It’s natural disaster season in Canada. This is a bad time to take stock of your individual readiness - the right time to do that was before the fires started - but better now than when you’re trying to decide between “shelter in place” and “run for your life.”
This got me thinking about life skills. Not life skills like filing taxes and retirement planning, I’m talking about skills that save lives. These are the skills you practice without your phone, off the cuff, because the moment you need them the most is the moment when it’s too late to learn.
The most important life skill is avoiding dangerous situations altogether, but as I’ve noted before, shit happens. With that maxim in mind, here is a working draft of life skills which every fighting age Canadian ought to be capable of:
Driving, even if you don’t own a car.
Performing basic operator maintenance on your daily mode of transport (car, bicycle, feet, etc.).
Fire prevention, fire starting, and fire extinguishing.
Swimming.
Cardiopulmonary Resuscitation (CPR) and first aid.
How to tie these seven knots, combinations of which will solve ~98% of your fastening problems;
Speaking their second language.
Running 5 kilometers and walking 20.
Safe preparation of food and water.
Recognizing and managing panic in yourself and other people.
These days it seems like the tech and wellness industries are doing everything in their power to liberate us from the frictions of everyday life. Why should anyone bother cultivating these abilities in the age of app-based everything? The answer lies in one of my favourite army-isms: “one soldier one kit.”
Each soldier is responsible for their own clothing, water, personal equipment, and most importantly, themselves. When it’s time to pick up and go, it’s expected that you and your kit will be ready, because you’re part of the team and the team needs you. This is why we inspect everything (including each other) before every mission.
The core concept here is reliability. We rely on each other because each one of us has proven to the others that we are reliable. When we trust that everyone else has the necessary tools (physical, material, and mental) to do their job, it frees us to focus on our’s. We are useful to each other, and immediately offer support when the going gets tough. But in order for me to offer my help, I must first have some help to offer.
This is a moral imperative for self-reliance that is not conditioned by some frontier ideal of freedom from other people. This is living in Moodie-mode: we practice self-reliance so that we can help each other in times of need. Self-reliance is the start-state, not the end-state. If we genuinely care about each other and we accept the duty of mutual aid, that implies a duty to be useful. The lifeguard is useless if they start drowning and now there are two victims where before there was one.
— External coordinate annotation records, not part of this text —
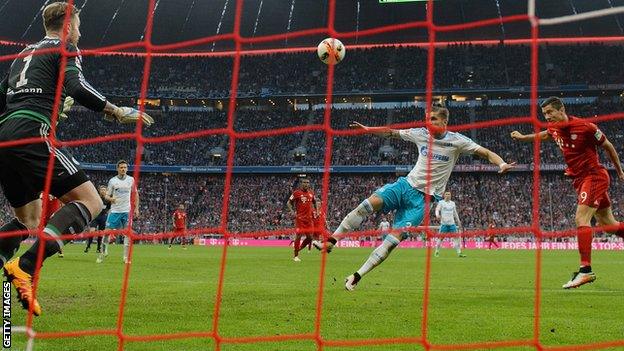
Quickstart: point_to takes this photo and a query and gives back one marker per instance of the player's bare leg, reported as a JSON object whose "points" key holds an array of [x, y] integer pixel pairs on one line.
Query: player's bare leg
{"points": [[26, 217], [352, 221], [585, 236], [375, 259], [82, 204], [297, 247]]}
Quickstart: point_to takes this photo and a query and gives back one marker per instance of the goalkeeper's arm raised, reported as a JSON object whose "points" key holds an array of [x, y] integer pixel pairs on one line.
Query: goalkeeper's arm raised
{"points": [[77, 87]]}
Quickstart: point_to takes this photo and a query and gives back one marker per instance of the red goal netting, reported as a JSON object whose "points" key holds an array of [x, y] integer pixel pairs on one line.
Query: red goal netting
{"points": [[313, 335]]}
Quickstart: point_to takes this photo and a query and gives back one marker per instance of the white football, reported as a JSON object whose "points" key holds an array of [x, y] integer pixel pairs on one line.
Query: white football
{"points": [[331, 51]]}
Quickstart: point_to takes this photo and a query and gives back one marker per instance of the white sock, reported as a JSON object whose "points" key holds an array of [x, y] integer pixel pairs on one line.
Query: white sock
{"points": [[438, 243], [126, 247], [457, 245], [354, 219], [104, 249], [379, 254]]}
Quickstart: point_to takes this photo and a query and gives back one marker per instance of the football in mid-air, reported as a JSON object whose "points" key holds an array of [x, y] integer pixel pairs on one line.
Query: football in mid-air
{"points": [[331, 51]]}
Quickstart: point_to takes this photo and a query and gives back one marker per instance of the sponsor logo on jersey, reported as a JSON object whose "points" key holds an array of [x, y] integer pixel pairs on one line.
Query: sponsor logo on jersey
{"points": [[424, 151], [25, 91]]}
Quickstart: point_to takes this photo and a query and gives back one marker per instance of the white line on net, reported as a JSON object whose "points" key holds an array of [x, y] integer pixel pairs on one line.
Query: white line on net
{"points": [[531, 9], [580, 16]]}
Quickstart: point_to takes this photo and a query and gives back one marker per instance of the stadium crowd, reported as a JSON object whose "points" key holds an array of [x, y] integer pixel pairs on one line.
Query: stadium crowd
{"points": [[460, 66], [279, 150], [257, 202]]}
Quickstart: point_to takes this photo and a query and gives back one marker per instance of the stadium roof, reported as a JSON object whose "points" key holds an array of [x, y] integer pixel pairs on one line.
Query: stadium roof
{"points": [[110, 22]]}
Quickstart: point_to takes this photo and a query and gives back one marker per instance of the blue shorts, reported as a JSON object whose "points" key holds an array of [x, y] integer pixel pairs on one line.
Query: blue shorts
{"points": [[448, 228], [408, 203], [117, 220]]}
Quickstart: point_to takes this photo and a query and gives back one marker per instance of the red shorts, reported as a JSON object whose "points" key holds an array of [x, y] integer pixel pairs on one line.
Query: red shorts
{"points": [[592, 190], [304, 227]]}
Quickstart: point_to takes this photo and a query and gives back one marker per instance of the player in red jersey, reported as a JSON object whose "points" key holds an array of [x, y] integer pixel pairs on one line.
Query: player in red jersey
{"points": [[491, 237], [305, 205], [578, 140], [179, 225], [54, 205]]}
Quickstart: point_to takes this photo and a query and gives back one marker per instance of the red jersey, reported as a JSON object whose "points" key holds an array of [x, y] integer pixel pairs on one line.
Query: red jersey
{"points": [[578, 140], [303, 200], [179, 219], [53, 205]]}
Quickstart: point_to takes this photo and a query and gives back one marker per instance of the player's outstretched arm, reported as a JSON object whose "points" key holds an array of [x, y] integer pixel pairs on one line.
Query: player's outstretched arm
{"points": [[4, 86], [494, 159], [615, 159], [379, 131], [543, 135]]}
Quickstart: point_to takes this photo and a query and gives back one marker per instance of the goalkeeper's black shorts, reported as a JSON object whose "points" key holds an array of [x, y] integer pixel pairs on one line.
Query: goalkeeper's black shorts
{"points": [[23, 168]]}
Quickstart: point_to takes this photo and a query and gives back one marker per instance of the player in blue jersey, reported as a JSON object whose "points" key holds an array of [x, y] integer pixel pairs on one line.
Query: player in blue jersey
{"points": [[407, 195]]}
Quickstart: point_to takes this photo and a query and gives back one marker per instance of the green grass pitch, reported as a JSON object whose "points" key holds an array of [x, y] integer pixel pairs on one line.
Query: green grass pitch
{"points": [[488, 296]]}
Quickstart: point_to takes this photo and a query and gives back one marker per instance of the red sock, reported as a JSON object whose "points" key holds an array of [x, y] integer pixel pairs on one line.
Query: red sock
{"points": [[585, 236], [297, 245], [620, 230], [307, 241]]}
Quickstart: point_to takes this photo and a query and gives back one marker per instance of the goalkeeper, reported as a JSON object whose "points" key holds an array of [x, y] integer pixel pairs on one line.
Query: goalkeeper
{"points": [[27, 98]]}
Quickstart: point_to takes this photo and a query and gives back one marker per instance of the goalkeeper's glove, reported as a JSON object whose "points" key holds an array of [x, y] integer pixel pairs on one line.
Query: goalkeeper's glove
{"points": [[126, 115], [67, 104]]}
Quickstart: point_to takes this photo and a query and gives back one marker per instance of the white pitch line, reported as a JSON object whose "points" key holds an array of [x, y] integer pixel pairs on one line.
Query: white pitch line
{"points": [[580, 16]]}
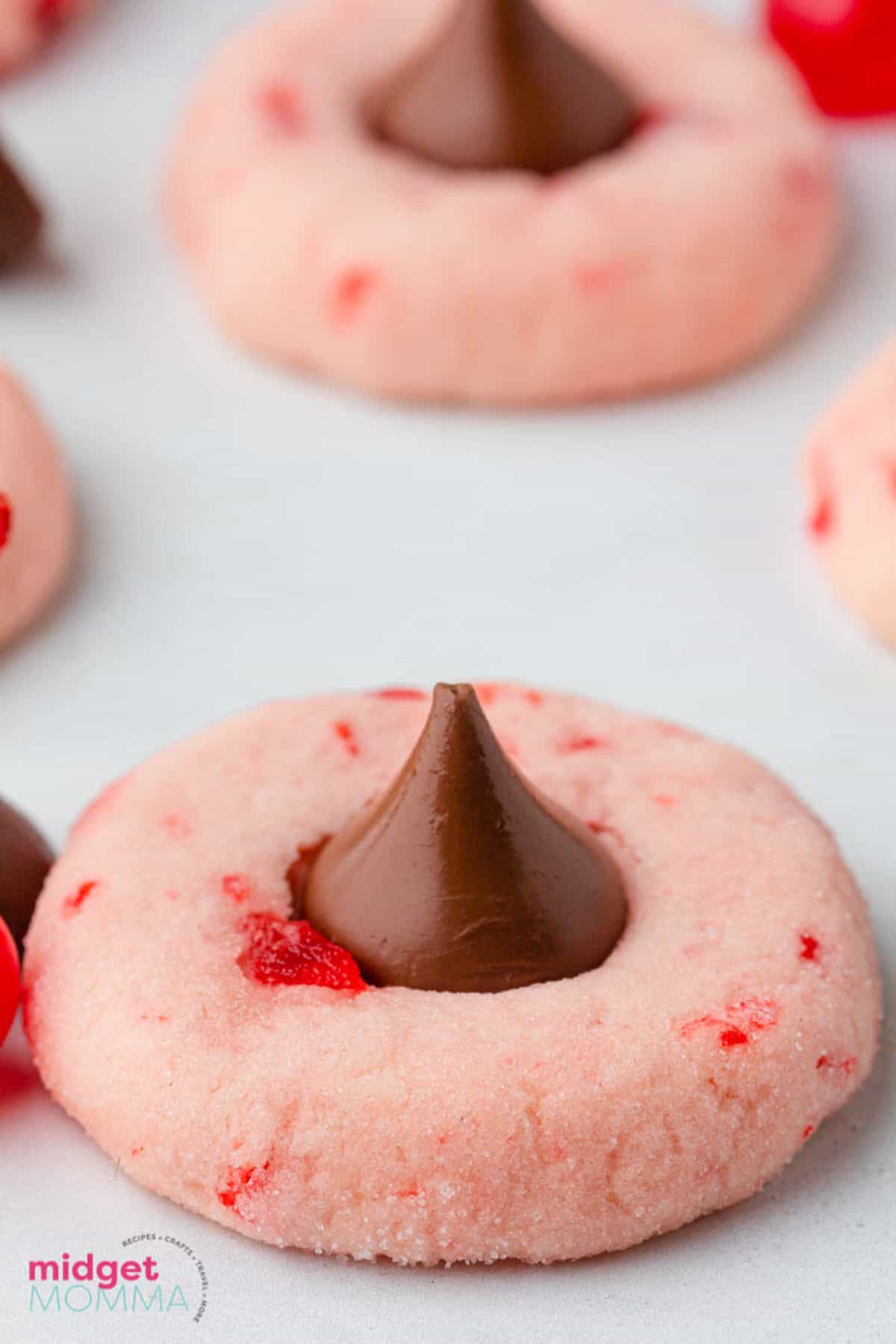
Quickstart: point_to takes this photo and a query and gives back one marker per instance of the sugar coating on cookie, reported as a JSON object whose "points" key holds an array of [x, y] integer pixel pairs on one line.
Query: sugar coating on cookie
{"points": [[26, 26], [669, 260], [35, 512], [850, 479], [554, 1121]]}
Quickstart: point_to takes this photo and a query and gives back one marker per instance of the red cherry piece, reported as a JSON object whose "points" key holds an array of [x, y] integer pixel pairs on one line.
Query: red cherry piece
{"points": [[235, 886], [10, 980], [282, 952], [346, 732], [808, 948], [844, 49], [351, 289], [6, 520], [732, 1036], [73, 902]]}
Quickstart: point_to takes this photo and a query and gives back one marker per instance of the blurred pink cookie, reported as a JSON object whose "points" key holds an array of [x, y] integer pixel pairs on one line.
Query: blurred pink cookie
{"points": [[850, 468], [680, 253], [26, 26], [167, 1011], [35, 512]]}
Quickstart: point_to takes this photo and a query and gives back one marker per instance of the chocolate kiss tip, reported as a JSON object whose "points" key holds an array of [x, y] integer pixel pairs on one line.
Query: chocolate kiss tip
{"points": [[462, 877], [20, 215], [501, 87]]}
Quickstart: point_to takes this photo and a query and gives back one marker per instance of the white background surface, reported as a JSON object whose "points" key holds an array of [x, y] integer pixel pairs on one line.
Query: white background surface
{"points": [[249, 535]]}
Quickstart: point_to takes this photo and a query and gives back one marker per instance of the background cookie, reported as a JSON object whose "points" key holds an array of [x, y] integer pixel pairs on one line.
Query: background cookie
{"points": [[35, 512], [679, 255], [850, 470]]}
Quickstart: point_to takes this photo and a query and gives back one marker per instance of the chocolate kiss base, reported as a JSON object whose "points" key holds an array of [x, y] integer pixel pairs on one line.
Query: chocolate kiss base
{"points": [[25, 862], [464, 877], [500, 87], [20, 215]]}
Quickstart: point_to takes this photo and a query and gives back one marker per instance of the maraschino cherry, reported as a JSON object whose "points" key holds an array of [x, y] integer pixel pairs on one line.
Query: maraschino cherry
{"points": [[10, 980], [845, 50]]}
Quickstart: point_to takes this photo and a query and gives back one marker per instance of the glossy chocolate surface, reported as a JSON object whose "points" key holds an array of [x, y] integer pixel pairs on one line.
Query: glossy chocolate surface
{"points": [[503, 87], [462, 877]]}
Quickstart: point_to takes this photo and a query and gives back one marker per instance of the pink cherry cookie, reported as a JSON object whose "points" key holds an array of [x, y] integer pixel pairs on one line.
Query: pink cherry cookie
{"points": [[37, 523], [26, 26], [169, 1014], [850, 472], [669, 260]]}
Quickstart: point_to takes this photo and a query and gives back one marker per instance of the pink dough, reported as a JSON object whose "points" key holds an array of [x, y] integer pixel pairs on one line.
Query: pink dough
{"points": [[739, 1009], [26, 26], [679, 255], [35, 512], [850, 467]]}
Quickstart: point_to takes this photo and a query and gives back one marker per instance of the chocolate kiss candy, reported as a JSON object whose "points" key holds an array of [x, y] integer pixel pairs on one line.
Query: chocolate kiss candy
{"points": [[20, 217], [500, 87], [464, 877], [25, 863]]}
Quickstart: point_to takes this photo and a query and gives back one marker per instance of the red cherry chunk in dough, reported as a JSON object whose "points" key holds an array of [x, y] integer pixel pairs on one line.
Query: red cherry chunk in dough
{"points": [[289, 952], [10, 980]]}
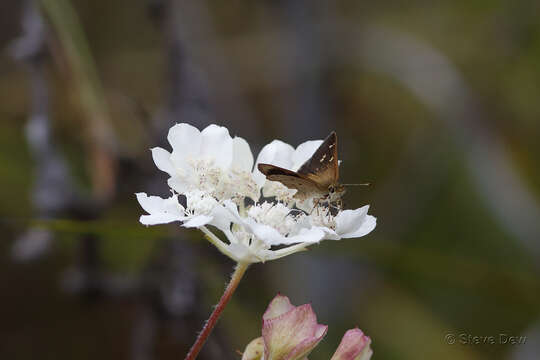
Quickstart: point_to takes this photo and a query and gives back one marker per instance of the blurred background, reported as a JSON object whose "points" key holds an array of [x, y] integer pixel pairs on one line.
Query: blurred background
{"points": [[436, 104]]}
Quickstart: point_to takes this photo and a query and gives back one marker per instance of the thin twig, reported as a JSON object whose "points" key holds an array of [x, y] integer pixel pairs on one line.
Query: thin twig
{"points": [[237, 275]]}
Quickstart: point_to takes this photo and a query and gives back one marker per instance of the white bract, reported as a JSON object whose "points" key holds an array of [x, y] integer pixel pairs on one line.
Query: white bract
{"points": [[214, 176]]}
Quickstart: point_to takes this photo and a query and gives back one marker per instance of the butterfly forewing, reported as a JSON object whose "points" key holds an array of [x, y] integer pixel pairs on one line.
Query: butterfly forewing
{"points": [[322, 168], [289, 178]]}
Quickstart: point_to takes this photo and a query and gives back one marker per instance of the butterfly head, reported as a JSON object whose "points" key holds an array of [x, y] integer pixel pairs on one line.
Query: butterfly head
{"points": [[335, 192]]}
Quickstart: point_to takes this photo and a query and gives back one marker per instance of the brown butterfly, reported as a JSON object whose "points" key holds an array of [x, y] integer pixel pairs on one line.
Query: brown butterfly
{"points": [[317, 177]]}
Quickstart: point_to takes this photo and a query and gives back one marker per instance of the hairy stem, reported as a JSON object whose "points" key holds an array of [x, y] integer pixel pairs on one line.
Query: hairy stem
{"points": [[237, 275]]}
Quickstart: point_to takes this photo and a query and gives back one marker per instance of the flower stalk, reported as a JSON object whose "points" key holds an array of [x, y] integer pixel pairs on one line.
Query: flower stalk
{"points": [[237, 275]]}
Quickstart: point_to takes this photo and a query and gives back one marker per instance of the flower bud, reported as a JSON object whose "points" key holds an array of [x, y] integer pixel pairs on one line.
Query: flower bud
{"points": [[353, 346], [290, 332]]}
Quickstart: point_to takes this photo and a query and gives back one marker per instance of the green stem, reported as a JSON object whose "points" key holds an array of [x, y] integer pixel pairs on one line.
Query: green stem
{"points": [[237, 275]]}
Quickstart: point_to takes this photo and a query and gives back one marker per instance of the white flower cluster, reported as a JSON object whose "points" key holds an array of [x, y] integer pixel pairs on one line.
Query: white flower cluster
{"points": [[216, 175]]}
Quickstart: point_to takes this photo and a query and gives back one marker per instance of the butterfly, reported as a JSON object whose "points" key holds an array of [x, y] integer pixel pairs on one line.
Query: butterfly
{"points": [[317, 178]]}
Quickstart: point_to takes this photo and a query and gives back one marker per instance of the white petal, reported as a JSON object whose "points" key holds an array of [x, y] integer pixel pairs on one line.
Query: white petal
{"points": [[178, 185], [276, 153], [217, 144], [303, 152], [198, 221], [161, 211], [184, 139], [242, 156], [243, 253], [271, 236], [354, 223], [369, 223], [222, 218], [162, 159]]}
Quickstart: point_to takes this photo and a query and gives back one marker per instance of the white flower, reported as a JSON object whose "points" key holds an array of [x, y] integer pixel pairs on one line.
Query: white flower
{"points": [[209, 161], [215, 175]]}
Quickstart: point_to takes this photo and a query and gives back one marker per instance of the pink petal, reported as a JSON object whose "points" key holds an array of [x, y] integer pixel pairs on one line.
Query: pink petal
{"points": [[293, 334], [353, 346]]}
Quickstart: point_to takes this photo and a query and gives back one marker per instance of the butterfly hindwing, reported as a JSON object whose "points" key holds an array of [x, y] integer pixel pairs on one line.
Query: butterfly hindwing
{"points": [[322, 168]]}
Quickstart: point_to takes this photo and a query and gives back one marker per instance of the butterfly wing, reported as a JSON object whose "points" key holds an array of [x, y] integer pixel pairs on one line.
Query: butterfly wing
{"points": [[289, 178], [322, 168]]}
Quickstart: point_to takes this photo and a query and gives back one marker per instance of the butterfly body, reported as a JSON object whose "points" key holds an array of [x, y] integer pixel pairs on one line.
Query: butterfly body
{"points": [[316, 178]]}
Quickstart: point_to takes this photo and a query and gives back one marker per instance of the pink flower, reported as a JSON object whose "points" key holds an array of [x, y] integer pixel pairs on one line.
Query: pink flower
{"points": [[289, 332], [353, 346]]}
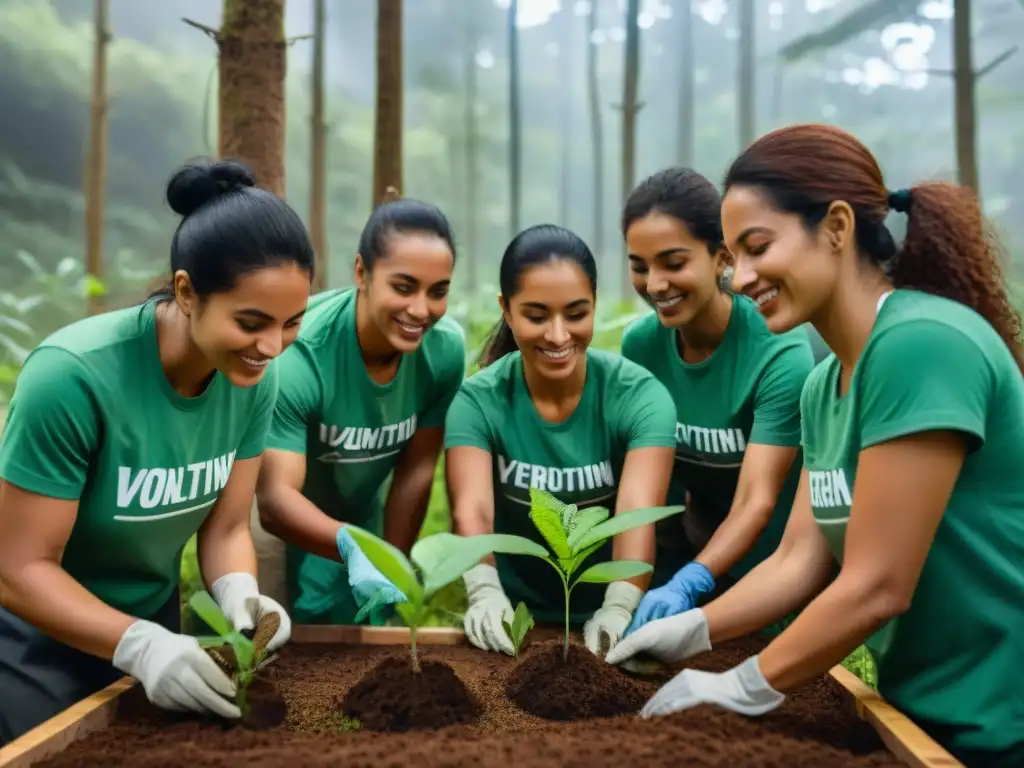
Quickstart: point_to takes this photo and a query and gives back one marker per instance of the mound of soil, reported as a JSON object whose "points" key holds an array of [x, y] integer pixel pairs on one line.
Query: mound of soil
{"points": [[393, 697], [544, 684]]}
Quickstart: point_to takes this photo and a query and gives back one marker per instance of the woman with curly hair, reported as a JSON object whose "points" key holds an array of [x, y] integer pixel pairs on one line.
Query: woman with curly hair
{"points": [[912, 480]]}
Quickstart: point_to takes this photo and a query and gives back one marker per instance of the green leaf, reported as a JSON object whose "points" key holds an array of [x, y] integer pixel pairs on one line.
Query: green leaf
{"points": [[390, 561], [627, 520], [546, 512], [207, 609], [613, 570], [586, 520]]}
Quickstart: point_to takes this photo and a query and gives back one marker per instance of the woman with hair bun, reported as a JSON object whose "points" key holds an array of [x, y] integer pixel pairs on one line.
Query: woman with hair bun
{"points": [[127, 433], [912, 483]]}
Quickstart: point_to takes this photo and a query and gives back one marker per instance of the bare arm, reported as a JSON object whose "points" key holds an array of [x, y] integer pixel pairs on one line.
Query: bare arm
{"points": [[762, 476], [224, 542], [645, 477], [903, 487], [287, 514], [34, 531], [410, 494], [782, 583]]}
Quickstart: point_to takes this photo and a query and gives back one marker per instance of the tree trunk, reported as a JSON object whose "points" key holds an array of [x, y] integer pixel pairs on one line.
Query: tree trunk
{"points": [[515, 125], [596, 134], [630, 109], [469, 253], [686, 90], [964, 84], [95, 166], [253, 66], [387, 136], [745, 90], [317, 156]]}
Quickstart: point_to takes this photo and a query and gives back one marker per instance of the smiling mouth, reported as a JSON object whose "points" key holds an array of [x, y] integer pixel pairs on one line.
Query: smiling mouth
{"points": [[764, 297]]}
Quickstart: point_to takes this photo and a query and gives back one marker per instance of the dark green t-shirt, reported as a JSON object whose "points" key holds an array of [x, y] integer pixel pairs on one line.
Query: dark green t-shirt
{"points": [[93, 418], [952, 660], [748, 391], [580, 461]]}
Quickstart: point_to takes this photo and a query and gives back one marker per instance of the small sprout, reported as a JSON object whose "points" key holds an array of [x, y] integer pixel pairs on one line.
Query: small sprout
{"points": [[232, 649], [522, 622], [439, 559]]}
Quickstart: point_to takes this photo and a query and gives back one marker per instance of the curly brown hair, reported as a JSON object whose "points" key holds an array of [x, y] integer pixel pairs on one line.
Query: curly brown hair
{"points": [[949, 250]]}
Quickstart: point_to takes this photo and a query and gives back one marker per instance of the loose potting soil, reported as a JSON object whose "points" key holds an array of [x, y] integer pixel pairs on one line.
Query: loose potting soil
{"points": [[815, 727]]}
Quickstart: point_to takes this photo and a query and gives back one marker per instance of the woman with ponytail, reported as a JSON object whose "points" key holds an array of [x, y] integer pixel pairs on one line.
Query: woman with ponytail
{"points": [[913, 479], [590, 427]]}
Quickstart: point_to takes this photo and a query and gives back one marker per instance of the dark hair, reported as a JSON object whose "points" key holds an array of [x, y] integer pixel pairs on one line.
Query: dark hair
{"points": [[684, 195], [949, 250], [532, 247], [400, 215], [229, 227]]}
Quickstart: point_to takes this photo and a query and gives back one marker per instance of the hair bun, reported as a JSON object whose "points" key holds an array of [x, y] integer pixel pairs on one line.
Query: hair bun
{"points": [[197, 183]]}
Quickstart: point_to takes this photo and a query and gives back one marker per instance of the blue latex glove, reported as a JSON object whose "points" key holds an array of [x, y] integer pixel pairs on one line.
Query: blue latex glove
{"points": [[679, 595], [372, 590]]}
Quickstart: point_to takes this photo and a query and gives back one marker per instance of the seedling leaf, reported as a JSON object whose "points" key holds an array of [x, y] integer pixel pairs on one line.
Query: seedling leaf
{"points": [[625, 521], [613, 570], [546, 512], [585, 520], [390, 561], [207, 609]]}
The essence of teamwork is linking individual efforts to achieve a common goal. When soldiers gripe in the smoke pit, it’s about someone who is shirking their share of the load, hence “one soldier, one kit.” The same principle of “things common-to-all” applies to baseline skills. Every soldier should be able to shoot, move, communicate, and medicate as the situation demands. The force has specialists dedicated to doing each of those things really well - and civie side there are emergency services - but the specialists can’t be everywhere all the time. Sometimes you have to self-extract.
Years ago I did a course alongside a reservist/RCMP officer in New Brunswick. He told me that every winter he recovers bodies from cars buried in snow. People slide off the roads, neglect to ventilate their cabin while waiting for rescue, and die of suffocation, carbon monoxide, or hypothermia. These are normal people, loved and mourned, who died for want of knowing what to do when a normal day went wrong.
In Canada, extreme natural events and natural disasters1 have become normal events. The CAF is Canada’s force of last resort, so when a request for federal assistance comes in, we grab our kit and go. In the recent years however, the CAF has been stretched thin as the DOMOPS2 tempo has gone from stressful to unsustainable. Between increasing demand and decreasing capacity, it’s not inconceivable that simoultaneous natural disasters could overwhelm the system’s ability to respond with the efficacy that Canadians have come to expect.
I am neither a strategist nor a policy wonk, just a soldier with an ear to the ground. While we keep on waiting for the world to change, I humbly suggest that everyone take a Marlboro minute and do an honest assessment of where they’re at ability-wise. We should always be learning, practicing, and preparing for self-reliance so that we can rely on each other during tough times. There are vulnerable ones - the infirm, ill and injured, the young and old - who have no choice but to rely on those of us who are able and willing. So when the time comes, you better have a grip on your kit because the team will need you.
Whatever the technical definitions are, the practical difference between natural events and natural disasters is the extent to which people are affected.
Domestic Operations, military operations conducted on home soil, typically in aid to the civil power.
"I am neither a strategist nor a policy wonk, just a soldier with an ear to the ground." I do find it ironic that this is written with a sense of humility. Being a soldier with an ear to the ground is precisely why your advice neither ruins countries nor individual human lives, but saves them.
I will always obey the wisdom of a knuckle dragger over a strategist or thousand pound brain.
Great post.
I was in conversation with a wargame designer at Connections 2024 in Carlisle last week and one thing I emphasized to her was to remember the very basic training that all soldiers receive. The really important stuff about combat and warfighting seems to come after their initial training but the early training begins building up the muscle memory that makes them do the basic important stuff with little prompting.